Pototskiy'in de izni alındıktan sonra Taras Bulba'nın ateşte yakılmasına karar verildi. Yakınlarda, tepesi yıldırımlardan parçalanmış kuru bir ağaç vardı. Taras'ı ağacın gövdesine, herkesin görebileceği bir yüksekliğe ellerinden çivileyip bağladılar, altına kucak kucak odun yığıp tutuşturdular. Ama Taras, altındaki ateşe değil, Kazakların kaçtığı yöne bakıyordu. Yüksekten onların bütün yaptıklarını gördüğü için;
- Ormanın arkasındaki tepeye kaçın! Lehliler oraya yanaşamazlar! diye bağırdı.
Ama rüzgâr sesini dağıttı, Kazaklara ulaştırmadı. Taras büyük bir üzüntü içindeydi.
- Kurtulamayacaklar! Kurtulamayacaklar! Kurtulamayacaklar! diye inledi.
Tam o sırada gözleri sevinçle parladı. Dinyester'in sularında, birçok sandalın çalılar arasında durduğunu görmüştü. Bütün gücünü toplayarak bağırdı:
- Kıyıya koşun, yiğitler, kıyıya koşun! Tepenin solundaki çılgadan inin! Orada kayıklar var! Hepsini alın ki arkanızdan yetişemesinler!
Bu sefer rüzgâr yardım etmiş, koca Kazak'ın söylediklerini askerlerine iletmişti. Deliye dönen Lehliler ellerindeki baltanın tersiyle Taras'ın kafasına nasıl vurdularsa onu hemen oracıkta bayıttılar.
Kazaklar taşlık, dolambaçlı bir çılgadan atlarını sürdüler. Peşlerinde de amansız Lehliler vardı. Yol, gide gide bir uçurumun başında bitti.
- Arkadaşlar, yol burada bitiyor! diye haykırdı birisi.

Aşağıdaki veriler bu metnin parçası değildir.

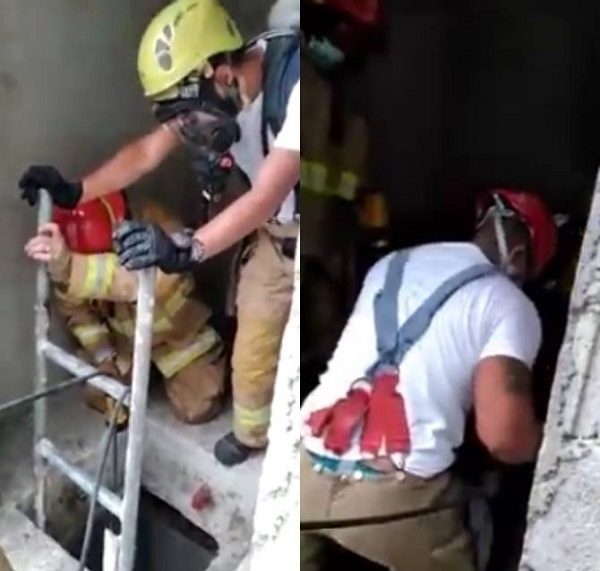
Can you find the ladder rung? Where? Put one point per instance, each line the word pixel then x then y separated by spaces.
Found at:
pixel 78 367
pixel 111 501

Fakat bir an durup bekledikten sonra kamçılarını şaklattılar, altlarındaki çevik Tatar atları yılan gibi kıvrılıp havaya sıçradı, boşlukta bir eğri çizerek uçurumun dibindeki Dinyester'e düştüler. Yalnızca iki kişi ırmağa ulaşamamış, atlarıyla birlikte kayalara çarpıp parçalanmıştı. Kazaklar atlarının üstünde yüze yüze kayalıklara vardıkları sırada uçurumun başına gelen Lehliler ırmağa atlayıp atlamamakta kararsızdılar. Kazakların yaptıkları bu işe şaşıp kalmışlardı. Andrey'in sevdiği kızın ağabeyi olan, genç, yakışıklı, acar bir albay fazla beklemedi; atını mahmuzladığı gibi uçurumdan aşağı saldı. Ama havada üç takla atan hayvan sivri kayaların üstüne düşmekten kurtulamadı; at da, binicisi de parça parça oldular. Genç yiğidin kanla karışmış beyni uçurumun yamaçlarındaki çalılara takıldı kaldı.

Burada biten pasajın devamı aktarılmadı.